Et pourquoi ces rameaux suppliants, ces guirlandes ?
Toute la ville est pleine et d’encens et d’offrandes,

Le reste ne vaut pas l’honneur d’être cité, ce reste qui nous paraissait aussi tenu, aussi constant, aussi continué qu’un texte de Racine :

Pleine de chants plaintifs, de sanglots et de pleurs ! —

Et s’il était besoin de se convaincre une fois de plus que l’art du théâtre n’a sans doute rien de commun avec l’art de l’écriture, et en tout cas n’a aucunement besoin de l’art de l’écriture, il suffirait de confronter la grandeur unique et réelle et réellement souveraine de ces représentations avec la pauvreté, avec la faiblesse, avec l’inanité du texte que formaient assemblées les paroles mêmes qui étaient si grandes au cœur des représentations.
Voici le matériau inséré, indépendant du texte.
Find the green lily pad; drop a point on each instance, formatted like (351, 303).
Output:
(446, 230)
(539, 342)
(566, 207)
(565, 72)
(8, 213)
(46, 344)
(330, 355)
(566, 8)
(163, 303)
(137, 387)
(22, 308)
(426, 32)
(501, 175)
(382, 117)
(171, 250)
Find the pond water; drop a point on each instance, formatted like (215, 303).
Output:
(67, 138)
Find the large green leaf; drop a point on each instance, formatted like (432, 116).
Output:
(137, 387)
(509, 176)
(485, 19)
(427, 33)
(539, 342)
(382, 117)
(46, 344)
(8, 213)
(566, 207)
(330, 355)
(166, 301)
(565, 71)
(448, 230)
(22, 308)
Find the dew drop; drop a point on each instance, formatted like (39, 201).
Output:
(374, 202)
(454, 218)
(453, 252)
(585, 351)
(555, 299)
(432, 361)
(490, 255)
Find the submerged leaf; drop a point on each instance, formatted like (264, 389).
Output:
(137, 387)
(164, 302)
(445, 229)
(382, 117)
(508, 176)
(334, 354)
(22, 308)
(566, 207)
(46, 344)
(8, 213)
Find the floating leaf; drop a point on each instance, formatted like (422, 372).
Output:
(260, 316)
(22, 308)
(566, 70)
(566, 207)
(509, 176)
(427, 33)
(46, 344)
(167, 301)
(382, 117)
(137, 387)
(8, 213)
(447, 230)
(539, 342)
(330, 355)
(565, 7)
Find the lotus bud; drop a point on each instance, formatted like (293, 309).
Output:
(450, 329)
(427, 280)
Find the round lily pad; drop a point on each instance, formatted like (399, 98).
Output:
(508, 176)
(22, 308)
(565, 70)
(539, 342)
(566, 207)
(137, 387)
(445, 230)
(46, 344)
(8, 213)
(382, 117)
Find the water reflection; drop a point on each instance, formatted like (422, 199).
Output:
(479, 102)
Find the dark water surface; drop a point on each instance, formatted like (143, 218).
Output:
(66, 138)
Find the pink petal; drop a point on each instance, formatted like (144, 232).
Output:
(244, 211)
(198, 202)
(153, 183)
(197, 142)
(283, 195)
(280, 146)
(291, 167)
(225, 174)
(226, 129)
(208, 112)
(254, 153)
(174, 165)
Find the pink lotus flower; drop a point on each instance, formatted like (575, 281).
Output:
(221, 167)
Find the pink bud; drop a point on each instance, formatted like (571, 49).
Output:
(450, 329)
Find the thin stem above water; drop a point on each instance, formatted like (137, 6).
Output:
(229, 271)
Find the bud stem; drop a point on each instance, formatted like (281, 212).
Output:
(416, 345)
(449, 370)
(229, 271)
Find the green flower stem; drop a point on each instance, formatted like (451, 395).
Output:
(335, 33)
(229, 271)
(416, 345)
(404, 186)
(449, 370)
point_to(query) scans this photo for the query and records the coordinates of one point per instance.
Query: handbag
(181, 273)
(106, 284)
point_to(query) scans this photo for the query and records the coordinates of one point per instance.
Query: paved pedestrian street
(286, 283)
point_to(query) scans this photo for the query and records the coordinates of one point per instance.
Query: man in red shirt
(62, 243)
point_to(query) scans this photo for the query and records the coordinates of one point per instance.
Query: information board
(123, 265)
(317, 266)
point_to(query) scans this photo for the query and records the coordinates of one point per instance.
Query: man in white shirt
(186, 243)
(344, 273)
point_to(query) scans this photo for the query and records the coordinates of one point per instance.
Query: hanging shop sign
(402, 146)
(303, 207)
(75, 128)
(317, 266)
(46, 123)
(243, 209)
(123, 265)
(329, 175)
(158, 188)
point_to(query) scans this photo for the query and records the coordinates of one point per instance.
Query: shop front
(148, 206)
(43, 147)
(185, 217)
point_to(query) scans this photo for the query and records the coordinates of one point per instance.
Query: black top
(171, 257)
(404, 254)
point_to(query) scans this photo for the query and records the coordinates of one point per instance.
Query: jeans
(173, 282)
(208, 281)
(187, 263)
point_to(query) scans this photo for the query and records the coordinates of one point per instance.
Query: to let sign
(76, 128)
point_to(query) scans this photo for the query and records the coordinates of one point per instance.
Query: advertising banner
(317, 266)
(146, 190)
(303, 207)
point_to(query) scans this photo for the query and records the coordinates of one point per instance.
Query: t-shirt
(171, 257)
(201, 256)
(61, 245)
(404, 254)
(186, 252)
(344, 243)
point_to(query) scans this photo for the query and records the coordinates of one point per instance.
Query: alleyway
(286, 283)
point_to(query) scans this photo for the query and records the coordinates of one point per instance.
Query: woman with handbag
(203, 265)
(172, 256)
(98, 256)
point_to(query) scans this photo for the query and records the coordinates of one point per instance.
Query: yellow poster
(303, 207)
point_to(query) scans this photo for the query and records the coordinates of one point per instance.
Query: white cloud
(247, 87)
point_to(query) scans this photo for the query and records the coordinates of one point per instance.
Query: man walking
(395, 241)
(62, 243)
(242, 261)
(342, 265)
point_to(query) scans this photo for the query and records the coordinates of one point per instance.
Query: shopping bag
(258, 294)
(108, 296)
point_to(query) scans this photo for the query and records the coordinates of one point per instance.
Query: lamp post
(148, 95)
Laissons ce texte vieillot. Cherchons un texte ancien. Serons-nous plus heureux avec Leconte de Lisle ? Il fut un grand poète, un des plus grands poètes français, un des plus grands poètes modernes. Sa traduction des grands poèmes antiques, généralement considérée comme une préparation à ses propres poèmes antiques, ce qu’elle était, et comme une partie intégrante du travail et de l’œuvre de ces mêmes poèmes antiques, ce qu’elle n’était peut-être pas, n’a point cessé de recevoir la plus grande réputation.